La société emprunteuse reconnaissait le principe et le montant de la dette, mais sollicitait un délai de grâce de deux ans. La question de droit portait sur l’octroi de délais de paiement judiciaires au débiteur, malgré l’exigibilité de la créance. Le tribunal a condamné la société au paiement, tout en lui accordant un échelonnement sur vingt-quatre mois.
L’octroi de délais de paiement.
Le tribunal a fait usage de la faculté offerte par l’article 1343-5 du code civil pour accorder un rééchelonnement.
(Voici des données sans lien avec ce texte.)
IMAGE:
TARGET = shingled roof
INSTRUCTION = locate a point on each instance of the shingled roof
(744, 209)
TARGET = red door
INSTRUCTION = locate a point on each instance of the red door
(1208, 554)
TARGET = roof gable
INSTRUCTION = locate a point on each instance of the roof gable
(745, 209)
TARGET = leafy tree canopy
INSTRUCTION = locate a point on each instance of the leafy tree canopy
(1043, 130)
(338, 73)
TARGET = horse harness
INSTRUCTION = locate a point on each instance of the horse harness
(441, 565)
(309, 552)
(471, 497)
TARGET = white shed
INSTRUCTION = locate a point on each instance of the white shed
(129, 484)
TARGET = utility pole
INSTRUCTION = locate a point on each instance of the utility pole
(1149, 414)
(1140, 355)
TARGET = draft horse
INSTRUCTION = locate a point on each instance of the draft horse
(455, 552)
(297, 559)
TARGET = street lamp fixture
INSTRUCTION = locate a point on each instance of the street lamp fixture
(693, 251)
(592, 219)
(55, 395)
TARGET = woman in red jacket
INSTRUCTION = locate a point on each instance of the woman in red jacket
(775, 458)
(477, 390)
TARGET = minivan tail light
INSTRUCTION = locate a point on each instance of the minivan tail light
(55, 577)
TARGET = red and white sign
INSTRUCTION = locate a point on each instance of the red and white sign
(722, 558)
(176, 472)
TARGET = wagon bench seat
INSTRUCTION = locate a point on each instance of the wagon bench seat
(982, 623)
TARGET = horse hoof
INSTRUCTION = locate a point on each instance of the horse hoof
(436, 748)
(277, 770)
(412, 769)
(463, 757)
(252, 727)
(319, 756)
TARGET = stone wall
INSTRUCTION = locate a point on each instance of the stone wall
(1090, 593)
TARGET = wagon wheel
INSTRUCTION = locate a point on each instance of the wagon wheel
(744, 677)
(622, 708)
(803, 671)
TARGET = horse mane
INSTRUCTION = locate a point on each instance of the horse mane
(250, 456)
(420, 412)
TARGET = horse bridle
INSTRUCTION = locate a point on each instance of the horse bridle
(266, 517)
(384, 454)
Il a estimé que « compte tenu de la nature du projet confié à MASTERSOUND et son décalage en 2026, de la bonne foi dont elle a fait preuve » justifiaient cette mesure. La valeur de cette décision réside dans la prise en compte des circonstances économiques exceptionnelles ayant perturbé le projet.
La portée de cette solution est importante pour les prêts PGE, car elle montre que le juge peut moduler l’exigibilité de la créance. Le sens de cette décision est d’éviter la défaillance définitive d’une entreprise viable malgré des difficultés passagères. Le tribunal subordonne cependant ce bénéfice à une clause de déchéance du terme en cas de non-paiement d’une seule échéance.
Les modalités de l’échelonnement et la capitalisation des intérêts.
Le tribunal a ordonné que les paiements « s’imputeront au premier chef sur le capital et non sur les intérêts », favorisant ainsi l’apurement de la dette principale. Cette modalité, inhabituelle, renforce l’effectivité du rééchelonnement en réduisant rapidement le capital restant dû. La valeur de cette mesure est de privilégier le remboursement effectif du prêt plutôt que la rémunération du créancier.
Par ailleurs, la capitalisation des intérêts a été ordonnée conformément à l’article 1343-2 du code civil. Le sens de cette disposition est d’éviter que les intérêts impayés ne produisent eux-mêmes des intérêts avant une année entière. La portée de cette décision est de concilier les intérêts du créancier avec la situation délicate du débiteur, en encadrant strictement la dette.